Publius Cornelius Dolabella, born
70 BC, was a
Roman general, by far the most important of the
Dolabellae, a
plebian family of the
patrician Cornelii. He married
Cicero's daughter
Tullia Ciceronis.
In the civil wars he at first took the side of
Pompey, but afterwards went over to
Julius Caesar, and was present at the
Battle of Pharsalus.
To escape the urgent demands of his creditors, he introduced (as one of the
tribunes) a bill proposing that all debts should be cancelled. This was strongly resisted by his colleagues, and led to serious disturbances in the city.
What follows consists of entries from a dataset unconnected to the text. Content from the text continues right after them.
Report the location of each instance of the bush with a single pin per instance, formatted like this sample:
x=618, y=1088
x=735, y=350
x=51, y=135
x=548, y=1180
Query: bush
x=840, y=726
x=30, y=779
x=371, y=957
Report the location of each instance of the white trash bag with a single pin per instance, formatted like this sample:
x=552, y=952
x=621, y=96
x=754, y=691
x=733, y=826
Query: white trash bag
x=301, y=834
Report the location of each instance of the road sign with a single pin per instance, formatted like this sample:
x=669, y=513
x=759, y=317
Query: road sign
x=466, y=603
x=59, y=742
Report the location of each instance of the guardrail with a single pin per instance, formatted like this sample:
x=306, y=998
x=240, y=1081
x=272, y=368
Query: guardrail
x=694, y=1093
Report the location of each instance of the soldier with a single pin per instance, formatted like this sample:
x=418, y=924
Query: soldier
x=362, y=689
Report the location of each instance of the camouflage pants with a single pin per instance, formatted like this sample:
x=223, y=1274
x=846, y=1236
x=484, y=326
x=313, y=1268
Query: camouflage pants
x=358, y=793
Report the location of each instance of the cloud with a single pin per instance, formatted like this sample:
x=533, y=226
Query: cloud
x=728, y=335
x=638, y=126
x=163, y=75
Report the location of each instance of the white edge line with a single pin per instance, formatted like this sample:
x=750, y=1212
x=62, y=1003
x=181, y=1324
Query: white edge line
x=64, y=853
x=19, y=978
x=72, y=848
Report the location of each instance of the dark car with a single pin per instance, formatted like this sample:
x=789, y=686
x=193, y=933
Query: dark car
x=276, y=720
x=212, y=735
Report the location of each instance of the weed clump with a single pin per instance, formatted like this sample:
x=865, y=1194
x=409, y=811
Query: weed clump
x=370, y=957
Caesar, on his return from
Alexandria, seeing the expediency of removing Dolabella from
Rome, took him as one of his generals in the expedition to
Africa and
Spain.
On Caesar's death, Dolabella seized the insignia of the
consulship (which had already been conditionally promised him), and, by making friends with
Marcus Junius Brutus and the other assassins, was confirmed in his office. When, however,
Mark Antony offered him the command of the expedition against the
Parthians and the province of
Syria, he changed sides at once. His journey to the province was marked by plundering, extortion, and the murder of
Gaius Trebonius, proconsul of
Asia, who refused to allow him to enter
Smyrna.
He was thereupon declared a public enemy and superseded by
Cassius (the murderer of Caesar), who attacked him in
Laodicea. When Cassius's troops captured the place (
43 BC), Dolabella ordered one of his soldiers to kill him. Throughout his life he was an extreme profligate.